Are thieves getting lazier, or have they seen the error of their ways? Reports of theft from vehicles, one of the most common crimes in the city, are down in the first half of 2019.
There were 15,639 reports of thefts from vehicles from Jan. 1 – June 30, 2019 in the City of Los Angeles. During the same period in 2018, there were 16,667 reports, a decrease of 6.1%.
The neighborhoods of Downtown, Hollywood and Koreatown had the most incidents theft from vehicle during the first half of 2019, just as they did for the first half of 2018. Though, good news for residents of Downtown and Koreatown, the crime was down from this time last year by 5.2% and 11.9%, respectively.
Hollywood had a nearly 8% increase this year compared with the first six months of last year.
Yet when Hollywood resident Danny Finn’s car was broken into, it wasn’t in his neighborhood.
The Aelonia band frontman was shopping in the middle of the afternoon on March 4 in Atwater Village, which had only 29 reported cases of car break-ins (including his) in the first half of 2019. When he returned to his 2017 Honda Civic, he found his window smashed.
“My initial thought was shock, and you feel like your security and privacy were violated,” Finn said.
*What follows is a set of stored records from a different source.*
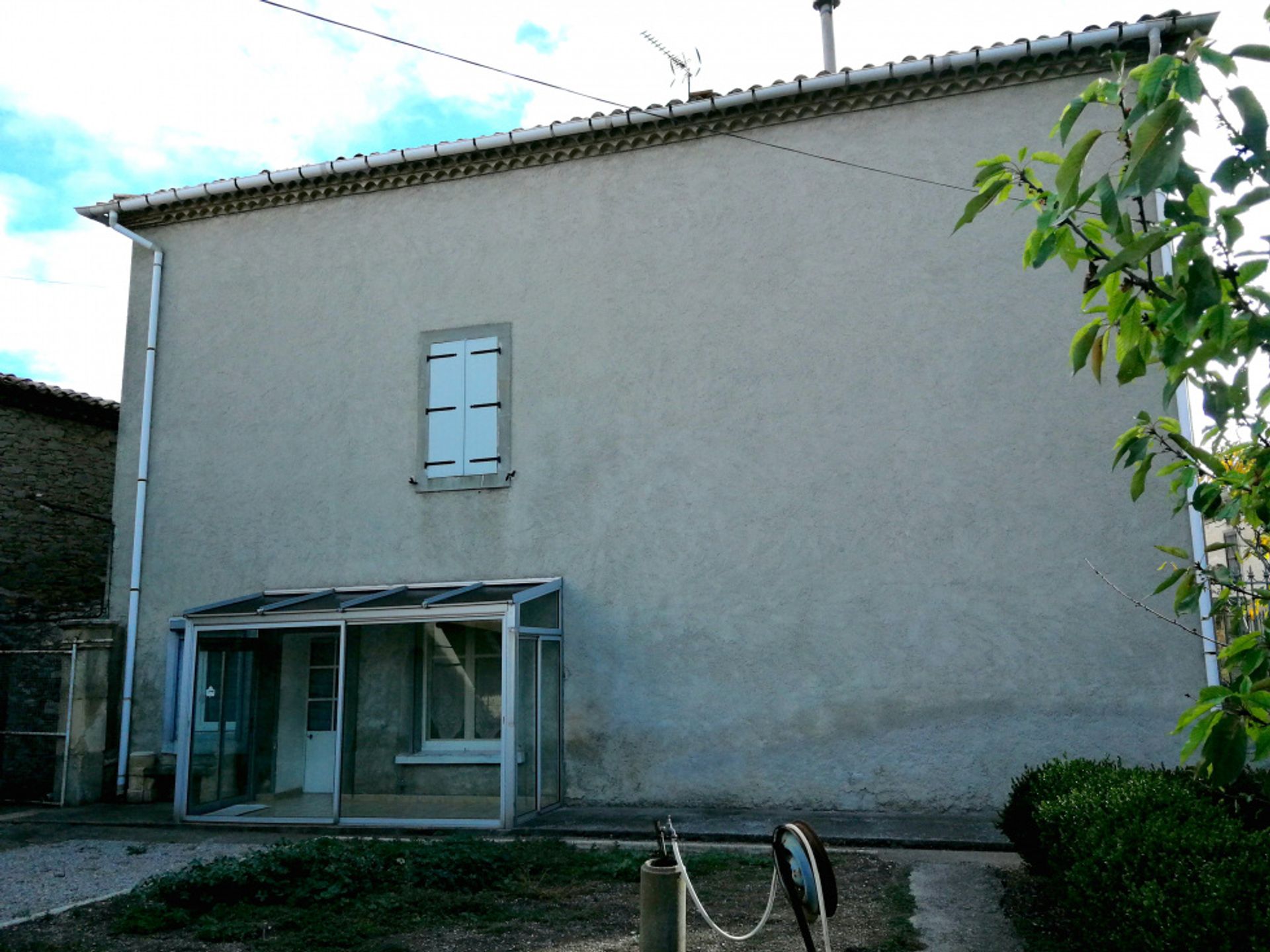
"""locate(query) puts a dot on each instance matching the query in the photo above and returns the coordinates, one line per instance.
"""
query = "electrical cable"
(610, 102)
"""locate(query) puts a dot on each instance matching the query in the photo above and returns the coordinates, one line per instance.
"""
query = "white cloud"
(63, 298)
(175, 92)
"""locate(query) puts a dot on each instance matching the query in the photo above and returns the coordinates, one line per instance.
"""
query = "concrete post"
(662, 906)
(89, 713)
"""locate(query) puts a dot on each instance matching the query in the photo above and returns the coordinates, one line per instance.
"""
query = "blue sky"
(178, 95)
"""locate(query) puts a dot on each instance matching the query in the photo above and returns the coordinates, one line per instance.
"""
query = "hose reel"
(800, 865)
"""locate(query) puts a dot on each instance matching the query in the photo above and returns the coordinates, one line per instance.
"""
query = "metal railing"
(28, 709)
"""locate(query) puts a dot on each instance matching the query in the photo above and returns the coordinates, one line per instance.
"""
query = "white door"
(320, 715)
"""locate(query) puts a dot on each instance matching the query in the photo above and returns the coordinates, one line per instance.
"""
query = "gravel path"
(959, 908)
(46, 876)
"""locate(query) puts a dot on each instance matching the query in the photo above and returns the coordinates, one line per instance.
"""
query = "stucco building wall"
(816, 474)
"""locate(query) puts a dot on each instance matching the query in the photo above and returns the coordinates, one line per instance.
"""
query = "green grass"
(901, 905)
(335, 894)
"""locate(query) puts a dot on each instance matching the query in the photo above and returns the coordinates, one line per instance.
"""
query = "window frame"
(493, 480)
(469, 749)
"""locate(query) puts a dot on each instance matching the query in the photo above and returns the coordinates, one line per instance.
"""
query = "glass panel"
(261, 748)
(526, 727)
(549, 725)
(321, 651)
(321, 716)
(489, 698)
(321, 683)
(541, 612)
(422, 716)
(447, 682)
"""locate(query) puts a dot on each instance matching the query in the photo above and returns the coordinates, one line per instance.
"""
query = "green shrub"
(321, 871)
(1035, 786)
(1144, 858)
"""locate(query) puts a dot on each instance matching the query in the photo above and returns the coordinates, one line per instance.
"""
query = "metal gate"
(37, 687)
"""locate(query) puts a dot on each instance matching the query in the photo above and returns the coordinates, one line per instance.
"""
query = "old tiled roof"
(58, 401)
(601, 134)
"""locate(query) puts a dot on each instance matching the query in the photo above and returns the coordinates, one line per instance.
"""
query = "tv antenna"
(683, 67)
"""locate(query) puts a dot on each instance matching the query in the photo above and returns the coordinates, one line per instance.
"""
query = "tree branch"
(1148, 610)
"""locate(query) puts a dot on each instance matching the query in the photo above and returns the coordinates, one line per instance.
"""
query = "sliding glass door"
(265, 724)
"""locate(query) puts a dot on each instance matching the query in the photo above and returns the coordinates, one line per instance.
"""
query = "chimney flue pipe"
(826, 8)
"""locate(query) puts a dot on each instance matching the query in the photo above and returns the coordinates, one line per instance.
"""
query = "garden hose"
(802, 866)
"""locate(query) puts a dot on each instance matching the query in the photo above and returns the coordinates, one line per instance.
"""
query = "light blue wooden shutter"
(446, 411)
(482, 407)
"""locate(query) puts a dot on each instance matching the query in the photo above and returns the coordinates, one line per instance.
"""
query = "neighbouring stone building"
(56, 483)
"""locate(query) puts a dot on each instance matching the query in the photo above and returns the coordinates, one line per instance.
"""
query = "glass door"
(265, 724)
(527, 727)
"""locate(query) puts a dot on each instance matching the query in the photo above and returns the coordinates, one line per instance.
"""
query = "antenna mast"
(681, 65)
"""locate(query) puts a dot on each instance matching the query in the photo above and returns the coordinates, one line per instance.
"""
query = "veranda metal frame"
(207, 622)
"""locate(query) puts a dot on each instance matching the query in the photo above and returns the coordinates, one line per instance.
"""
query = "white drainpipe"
(139, 518)
(1212, 670)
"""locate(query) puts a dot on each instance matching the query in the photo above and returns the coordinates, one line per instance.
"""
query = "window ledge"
(450, 757)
Of the $300 out-of-pocket costs, he added, “It sucks.”
He was able to get a thumb drive from a nearby retail store that contained video footage of the break-in.
From the footage, he saw two suspects drive up in their car and park next to his. A woman hopped out, smashed one of his car windows and took a small black toiletries bag from underneath the passenger seat. Then, she got back into her own car, and she and her driver zoomed away.
But when he gave the thumb drive to the desk officer at the police station, the officer asked for the footage on a CD instead, said Finn. Twenty-seven-year-old Finn, who left the thumb drive with the officer, said he was shocked that the police are still using disks.
“I expect to never hear back from detectives despite giving them the license plate, footage of the crime, pictures and an accurate description of the car down to the color and model,” Finn said. “If a detective can’t figure out how to open a thumb drive on a computer, how is he going to solve a case of personal theft and damages?”
As it turns out, LAPD detectives are actively working on the case.
“There is no correlation between working a thumb drive and solving crime in Los Angeles” said Josh Rubenstein, the public information director for the LAPD. “We have seasoned detectives.”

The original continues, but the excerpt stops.